6. **Log every step**: `(iter, axis_changed, old→new, overall_score, worst-axes)`.
## Worked example
```
iter1 overall=0.41 worst: scene 0.30 ref:[dim bedroom] gen:[bright kitchen]
edit scene → "dimly lit bedroom"
iter2 overall=0.58 worst: position 0.35 ref:[doggy style] gen:[missionary]
edit position → "doggy style"
iter3 overall=0.71 worst: lighting_color 0.50 ref:[warm low-key] gen:[flat daylight]
edit lighting → "warm low-key lighting" (0.69 → revert)
iter4 overall=0.69 retry lighting → "warm golden low-key glow" (0.84 → keep)
iter5 overall=0.84 worst: clothing_state 0.80 ref:[red lace lingerie] gen:[plain bra]
edit clothing → "red lace lingerie"
iter6 overall=0.89 ≥ target → STOP
```
## Report shape the agent reads (`latest.json` / stdout)
```json
{
"run_tag": "iter002",
"overall_score": 0.58,
"axes": {
"position": {"score": 0.35, "ref": "doggy style", "gen": "missionary"},
"scene": {"score": 0.92, "ref": "dim bedroom", "gen": "dim bedroom"}
},
"prompt_used": "...", "_prompt_id": "...", "_report_path": "..."
}
```
## Agent system prompt (paste into your CLI agent)
> You are the controller for a local image prompt calibrator. Goal: make a generated
> image match a reference, measured by a Qwen3-VL judge that scores ~20 axes (identity,
> body, wardrobe, action, affect, camera, render) and for each returns `score` (01
> closeness), `ref` (what the reference shows) and `gen` (what the generated shows).
>
> You hold an **axis state** (current value per axis). Each turn: (1) render it to a
> prompt string; (2) run `python agent_bridge.py --workflow <wf> --prompt "<rendered>"

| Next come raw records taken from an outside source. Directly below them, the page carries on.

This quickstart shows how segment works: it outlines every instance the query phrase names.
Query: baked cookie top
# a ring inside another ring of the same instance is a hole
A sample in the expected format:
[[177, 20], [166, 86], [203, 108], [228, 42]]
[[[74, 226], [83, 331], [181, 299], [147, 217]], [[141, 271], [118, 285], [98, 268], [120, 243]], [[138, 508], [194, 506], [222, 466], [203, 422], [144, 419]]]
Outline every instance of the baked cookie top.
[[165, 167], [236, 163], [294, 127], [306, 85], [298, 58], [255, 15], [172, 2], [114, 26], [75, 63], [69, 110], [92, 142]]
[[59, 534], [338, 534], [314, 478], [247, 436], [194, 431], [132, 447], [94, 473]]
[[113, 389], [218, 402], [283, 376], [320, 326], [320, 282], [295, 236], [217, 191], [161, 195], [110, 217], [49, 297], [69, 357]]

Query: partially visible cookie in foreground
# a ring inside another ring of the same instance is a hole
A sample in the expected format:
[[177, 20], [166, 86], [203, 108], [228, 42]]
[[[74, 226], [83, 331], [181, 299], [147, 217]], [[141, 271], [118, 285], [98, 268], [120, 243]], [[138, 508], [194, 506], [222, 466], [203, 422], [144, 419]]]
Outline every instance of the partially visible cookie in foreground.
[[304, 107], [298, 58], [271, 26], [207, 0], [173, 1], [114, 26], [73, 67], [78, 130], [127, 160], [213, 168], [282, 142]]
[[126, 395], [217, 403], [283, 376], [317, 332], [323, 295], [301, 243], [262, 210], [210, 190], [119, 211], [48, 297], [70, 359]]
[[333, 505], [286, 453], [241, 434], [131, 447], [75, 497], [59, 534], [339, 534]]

> --negative "<neg>" --seed <seed> --run-tag iter<N> --analysis-dir <report_dir>`;
> (3) read the printed JSON.
>
> Then greedy per-axis hill-climb: keep the change only if `overall_score` improved, else
> revert to the best state; pick the **lowest-scoring axis** and rewrite that axis's prompt
> wording to match its `ref` value (you decide the wording — there are no machine-supplied
> fixes). Change ONE axis per turn. Keep the seed fixed while searching. Stop at
> `overall_score ≥ TARGET` (default 0.85), PATIENCE=4 non-improving turns, or MAX_ITERS=25.
> Log every step and report the best prompt + score.